The letter supports this and states ‘we do not need to reinvent frameworks or agreements, we can instead use the global goals as the basis for a socially just and green recovery in the UK and abroad’.

Early evidence from the Business and Sustainable Development Commission showed that if implemented the SDGs create at least US$12tn in business opportunities in just 60 market hotspots and estimates this could be 2-3 times bigger across the whole economy.  

Signatories include: leaders of DR UK and Leonard Cheshire, Natwest Group, Nestle UK & Ireland, Linklaters, Clifford Chance, The Body Shop, SSE, HSBC, Standard Life Aberdeen, Mott MacDonald and Unilever; filmmaker Richard Curtis; the Mayor of Bristol; Chairman of the Local Government Association and Dr Mya-Rose Craig (aka Birdgirl).

The letter states that the ‘SDGs provide an internationally agreed framework, which also works at national, regional and local level, alongside and reinforcing existing plans and commitments.’

It asks that the SDGs be ‘used to consolidate and future-proof [recovery] plans’ and goes on to recommend that they are used to:

  1. Prioritise the most vulnerable in our society and level-up regional and societal inequalities
  2. Build coherent policies for a healthy planet and to aid the transition to net zero
  3. Unite all sectors behind a plan to build a stronger and more resilient economy

DR UK CEO Kamran Mallick said: “Coronavirus risks putting the prospects of disabled people in this country back at least 20 years.

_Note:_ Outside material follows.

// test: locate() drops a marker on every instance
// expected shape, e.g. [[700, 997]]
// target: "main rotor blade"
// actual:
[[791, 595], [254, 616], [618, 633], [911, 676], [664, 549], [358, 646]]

We have fought long and hard for equal opportunities, in employment, in education, for access to our environments, and for our quality of life. But it also provides us with an opportunity to reshape how we do things, to re-address inequality, and to focus on prosperity for everyone. The government has initiated radical short-term solutions to dealing with the Coronavirus crisis. Now is the time for it to show that it can think that radically in the longer term for all of us too.”

The letter has been coordinated by the UK Stakeholders for Sustainable Development (UKSSD) and the United Nations Global Compact Network UK (GCN UK).

The UKSSD Measuring Up report, found gaps in policy or inadequate performance for 57% of targets, and 15% where there is little to no policy in place to address it, or where performance is poor. It anticipates that this situation will be worsened by the societal and economic impacts of Coronavirus.